С самого начала этой дьявольской интриги Дантес захаживал к Пушкиным как потенциальный жених Екатерины или Александры — сестер хозяйки дома — не мог же он прямо ухаживать за ней самой! Во время траура по свекрови и болезни Натальи Николаевны (после родов), он общался только с ее родственницами, передавая через Екатерину книги и театральные билеты. Да еще присовокуплял записочки. Пушкин тогда даже запретил настойчивому кавалеру появляться у них: слухи множились как круги на воде после дождя, нельзя же так!

Екатерина втайне страдала, ей очень нравился молодой и красивый Дантес… Услышав предложение Геккерна, она едва не подпрыгнула. И он еще спрашивает?! Она же любит его! Да и кто другой посватается к бесприданнице, пусть даже и фрейлине императрицы?!

Итак, Александр Сергеевич был вынужден отозвать свой вызов, так как через неделю после «обмена любезностями» с Геккернами, Дантес сделал предложение Екатерине Гончаровой, дескать, он давно влюблен в нее, а он, Пушкин, «все не так понял». Поэт объявил свояченице: «Поздравляю, вы невеста! Дантес просит вашей руки».

Пушкин всегда был приветлив с Екатериной, не подозревая, что в доме давно живет, выражаясь современным языком, «крот». «Милое животное» регулярно сообщало Геккернам о передвижениях сестры, дабы Дантесу было удобнее встретиться, как бы невзначай, с Натальей Николаевной. Например, когда та поехала во дворец к своей тетке, фрейлине Екатерине Ивановне Загряжской, там ее уже караулили… «Крот» же указывал своему «обожэ» на друзей Пушкина, дабы тот случайно не выдал себя в приватном разговоре. И, наконец, до самой свадьбы живя в доме Пушкиных, счастливая невеста буквально обо всем сообщала Жоржу. Уж очень ей хотелось замуж!..

Тем не менее, несмотря на соблюденные, казалось бы, приличия, и отказ от дуэли, 21‑го ноября Александр Сергеевич пишет Геккерну: «Если дипломатия есть искусство узнавать о том, что делается у других, и раскрывать их намерения, то вы должны отдать мне справедливость, признав, что были побеждены по всем пунктам… Поединка мне уже недостаточно…» Далее следовала недвусмысленная угроза — поэт обещал барону «обесчестить в глазах дворов вашего и нашего»!

Таким образом, у Геккерна как бы не оставалось выбора: либо Пушкин его разоблачит, либо он, Геккерн, доведет интригу до фатальной точки.

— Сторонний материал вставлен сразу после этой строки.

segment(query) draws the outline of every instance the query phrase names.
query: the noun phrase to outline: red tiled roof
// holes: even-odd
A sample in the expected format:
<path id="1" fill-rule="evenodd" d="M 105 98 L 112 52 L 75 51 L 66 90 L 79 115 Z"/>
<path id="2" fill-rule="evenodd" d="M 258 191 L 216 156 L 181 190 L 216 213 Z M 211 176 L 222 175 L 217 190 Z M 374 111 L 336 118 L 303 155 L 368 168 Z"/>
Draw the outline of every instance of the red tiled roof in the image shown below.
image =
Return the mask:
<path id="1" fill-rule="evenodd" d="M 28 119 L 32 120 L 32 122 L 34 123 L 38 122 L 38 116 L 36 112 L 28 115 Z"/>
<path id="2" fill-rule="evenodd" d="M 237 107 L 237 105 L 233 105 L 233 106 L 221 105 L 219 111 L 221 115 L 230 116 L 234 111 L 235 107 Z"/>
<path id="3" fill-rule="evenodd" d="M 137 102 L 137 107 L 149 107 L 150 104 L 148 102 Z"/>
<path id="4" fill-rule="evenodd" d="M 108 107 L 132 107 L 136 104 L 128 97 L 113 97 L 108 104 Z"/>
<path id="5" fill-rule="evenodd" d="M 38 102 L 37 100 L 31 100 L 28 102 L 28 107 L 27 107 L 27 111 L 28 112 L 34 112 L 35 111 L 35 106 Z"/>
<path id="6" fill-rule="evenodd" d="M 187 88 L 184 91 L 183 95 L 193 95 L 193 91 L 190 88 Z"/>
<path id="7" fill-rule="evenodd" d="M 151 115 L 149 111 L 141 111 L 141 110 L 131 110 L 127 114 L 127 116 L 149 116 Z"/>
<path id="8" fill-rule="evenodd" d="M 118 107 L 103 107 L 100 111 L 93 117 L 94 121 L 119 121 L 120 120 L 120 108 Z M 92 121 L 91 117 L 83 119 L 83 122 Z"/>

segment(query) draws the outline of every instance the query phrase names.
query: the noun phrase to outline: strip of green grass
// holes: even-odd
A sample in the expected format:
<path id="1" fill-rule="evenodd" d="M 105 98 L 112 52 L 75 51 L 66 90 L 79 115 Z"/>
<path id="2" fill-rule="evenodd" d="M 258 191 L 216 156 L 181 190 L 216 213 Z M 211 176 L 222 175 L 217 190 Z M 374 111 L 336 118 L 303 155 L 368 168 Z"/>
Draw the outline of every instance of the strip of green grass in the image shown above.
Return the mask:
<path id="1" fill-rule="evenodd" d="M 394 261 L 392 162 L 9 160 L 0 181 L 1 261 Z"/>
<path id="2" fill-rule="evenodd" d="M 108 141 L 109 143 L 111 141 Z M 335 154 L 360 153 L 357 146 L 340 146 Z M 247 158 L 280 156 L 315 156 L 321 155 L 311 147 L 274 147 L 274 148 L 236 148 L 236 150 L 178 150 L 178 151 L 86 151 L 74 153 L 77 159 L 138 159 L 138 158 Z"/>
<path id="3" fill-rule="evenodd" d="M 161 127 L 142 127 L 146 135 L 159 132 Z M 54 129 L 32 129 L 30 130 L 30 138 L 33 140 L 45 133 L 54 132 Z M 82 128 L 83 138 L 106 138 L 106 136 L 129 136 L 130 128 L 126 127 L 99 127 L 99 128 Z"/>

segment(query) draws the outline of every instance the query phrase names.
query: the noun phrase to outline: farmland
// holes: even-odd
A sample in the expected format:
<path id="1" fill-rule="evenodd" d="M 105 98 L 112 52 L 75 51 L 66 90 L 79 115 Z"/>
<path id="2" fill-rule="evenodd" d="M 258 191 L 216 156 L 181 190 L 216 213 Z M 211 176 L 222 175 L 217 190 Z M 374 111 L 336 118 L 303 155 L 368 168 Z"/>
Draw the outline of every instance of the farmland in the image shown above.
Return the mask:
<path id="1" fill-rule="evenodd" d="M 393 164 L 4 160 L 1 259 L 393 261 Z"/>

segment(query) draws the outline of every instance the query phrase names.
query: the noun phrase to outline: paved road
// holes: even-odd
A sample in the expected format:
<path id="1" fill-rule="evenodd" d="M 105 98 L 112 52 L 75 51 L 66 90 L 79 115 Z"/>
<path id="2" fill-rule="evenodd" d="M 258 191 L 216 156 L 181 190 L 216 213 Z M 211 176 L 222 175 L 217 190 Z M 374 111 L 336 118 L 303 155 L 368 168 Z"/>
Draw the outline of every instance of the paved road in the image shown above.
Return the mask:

Чем же Пушкин пригрозил ему, что он знал такого, что оба двора — и голландский, и русский — были бы шокированы?! О гомосексуализме, о беспошлинных товарах, которые Геккерн выписывал из‑за границы, в количестве, явно превышающем потребности одного-двух человек или о чем‑то еще?..

Драма «а-ля Бальзак»

Чтобы ускорить помолвку, Геккерн намекнул Жуковскому — чтобы тот всеми силами удержал Пушкина от дуэли, и Загряжской — чтобы получить согласие Гончаровых на помолвку и брак, поскольку Екатерина беременна. Конечно, та должна была признаться родным в том же. Понятное дело, родственники согласились. И концы в воду! Дантес тут же стал торговаться с Гончаровыми о приданом: сошлись на пяти тысячах рублей ассигнациями в год, причем десять тысяч были выданы сразу же.

Кстати, в 1848 году Дантес начал судебный процесс против Гончаровых о взыскании с них наследства покойной (тогда уже) жены. Через десять долгих лет суд его претензии отклонил…

Наталья Николаевна пыталась отговорить сестру от брака с Дантесом, но та приписывала это ревности. Была ли ревность? Бог весть. А. Ахматова писала, что «в нее (в любовь Дантеса) верила только сама Н. Н. и дамы высшего общества — и этого, как ни удивительно, оказалось достаточно, чтобы потомки получили эту легенду во всей своей неприкосновенности».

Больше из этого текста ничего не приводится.